Because Cushing makes YOU the protagonist. You are the
tortured, misanthropic soul who identifies more with miscreants like Dylan
Klebold and Eric Harris than you’d feel comfortable admitting. You are the one
visited by the mysterious voice who makes you realize just how off the rest of
the world is, how the line between flesh and plastic is so very, very thin. You
are the one who wants to be unborn, to have never existed, to be one with the
black. You will have trouble discerning what is even real anymore.
The book starts strong, but it gets even better around
chapter VI when it takes an even more taboo turn that I won’t spoil for you.
Transgression is an understatement. It’s very fitting this book was plugged by
both Jack Ketchum and Poppy Z. Brite because I haven’t felt this dirty and just
plain wrong while reading a book since The Girl Next Door and Exquisite Corpse,
respectively. Those are two of the divine masters of the poetically disturbing,
so Cushing is in some good company here. No small feat.

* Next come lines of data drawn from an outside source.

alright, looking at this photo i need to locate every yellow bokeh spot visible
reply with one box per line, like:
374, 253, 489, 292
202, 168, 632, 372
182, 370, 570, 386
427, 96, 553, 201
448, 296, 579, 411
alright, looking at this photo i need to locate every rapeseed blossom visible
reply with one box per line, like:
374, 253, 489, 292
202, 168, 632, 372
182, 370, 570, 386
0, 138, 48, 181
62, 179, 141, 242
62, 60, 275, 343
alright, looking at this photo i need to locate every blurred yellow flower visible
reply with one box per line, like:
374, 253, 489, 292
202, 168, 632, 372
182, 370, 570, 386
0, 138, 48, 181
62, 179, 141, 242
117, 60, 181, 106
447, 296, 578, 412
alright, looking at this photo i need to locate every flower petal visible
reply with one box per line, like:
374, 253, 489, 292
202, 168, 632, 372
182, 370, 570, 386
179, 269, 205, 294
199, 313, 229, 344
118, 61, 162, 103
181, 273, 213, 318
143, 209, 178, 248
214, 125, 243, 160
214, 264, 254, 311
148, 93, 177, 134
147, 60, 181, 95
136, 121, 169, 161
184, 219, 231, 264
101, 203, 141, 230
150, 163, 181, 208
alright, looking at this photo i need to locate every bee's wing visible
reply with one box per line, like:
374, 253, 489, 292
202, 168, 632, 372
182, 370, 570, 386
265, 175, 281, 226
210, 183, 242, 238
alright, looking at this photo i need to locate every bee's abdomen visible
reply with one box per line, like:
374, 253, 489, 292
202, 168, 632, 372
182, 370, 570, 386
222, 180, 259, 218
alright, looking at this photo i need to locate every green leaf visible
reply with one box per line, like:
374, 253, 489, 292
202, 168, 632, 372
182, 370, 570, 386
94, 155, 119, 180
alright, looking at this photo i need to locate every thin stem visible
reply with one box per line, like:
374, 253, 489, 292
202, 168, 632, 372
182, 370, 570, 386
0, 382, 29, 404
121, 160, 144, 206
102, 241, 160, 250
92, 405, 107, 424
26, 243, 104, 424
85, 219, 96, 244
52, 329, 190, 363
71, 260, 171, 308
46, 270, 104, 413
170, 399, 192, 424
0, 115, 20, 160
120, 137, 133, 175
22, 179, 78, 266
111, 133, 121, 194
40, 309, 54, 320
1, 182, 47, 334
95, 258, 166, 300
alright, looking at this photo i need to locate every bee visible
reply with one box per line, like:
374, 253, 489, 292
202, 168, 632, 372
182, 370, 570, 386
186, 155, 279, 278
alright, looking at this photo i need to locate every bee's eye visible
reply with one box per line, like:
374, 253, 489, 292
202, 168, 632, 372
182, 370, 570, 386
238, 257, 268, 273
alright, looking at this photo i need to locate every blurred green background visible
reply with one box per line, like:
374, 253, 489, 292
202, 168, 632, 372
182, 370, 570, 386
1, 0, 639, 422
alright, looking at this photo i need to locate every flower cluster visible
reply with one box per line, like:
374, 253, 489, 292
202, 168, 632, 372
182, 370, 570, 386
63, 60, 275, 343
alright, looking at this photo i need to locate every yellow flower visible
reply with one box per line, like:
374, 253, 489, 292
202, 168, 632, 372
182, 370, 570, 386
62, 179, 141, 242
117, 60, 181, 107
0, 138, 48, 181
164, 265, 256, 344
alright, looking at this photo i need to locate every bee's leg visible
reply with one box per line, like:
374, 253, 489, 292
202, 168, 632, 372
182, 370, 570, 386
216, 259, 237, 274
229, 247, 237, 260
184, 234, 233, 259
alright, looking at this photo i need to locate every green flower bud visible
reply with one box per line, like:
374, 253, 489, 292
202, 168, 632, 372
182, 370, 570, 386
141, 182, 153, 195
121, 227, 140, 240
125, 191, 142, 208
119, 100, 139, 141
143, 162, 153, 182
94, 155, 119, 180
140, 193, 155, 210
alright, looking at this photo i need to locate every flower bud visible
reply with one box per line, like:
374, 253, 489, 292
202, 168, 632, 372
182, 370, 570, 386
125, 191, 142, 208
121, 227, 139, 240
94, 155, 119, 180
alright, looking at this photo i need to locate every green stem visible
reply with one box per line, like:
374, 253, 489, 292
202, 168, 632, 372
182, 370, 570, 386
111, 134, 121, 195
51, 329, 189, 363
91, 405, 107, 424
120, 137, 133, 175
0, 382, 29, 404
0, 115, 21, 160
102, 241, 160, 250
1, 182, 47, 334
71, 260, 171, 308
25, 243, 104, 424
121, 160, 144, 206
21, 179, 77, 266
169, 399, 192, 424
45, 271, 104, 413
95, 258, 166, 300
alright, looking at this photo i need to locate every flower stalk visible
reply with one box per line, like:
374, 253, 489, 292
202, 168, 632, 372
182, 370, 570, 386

All that, and she manages to work in Looney Tunes characters
(and those from other cartoons) in a way I’ve certainly never seen before. I
wish the book was just a bit longer, but I guess that’s my only real complaint.
I definitely want to read some more from this mad mind.
Mr. Suicide is nominated for a Stoker award this year. Yup,
it’s a good ‘un.
Update: This book won the Stoker award!
Update: This book won the Stoker award!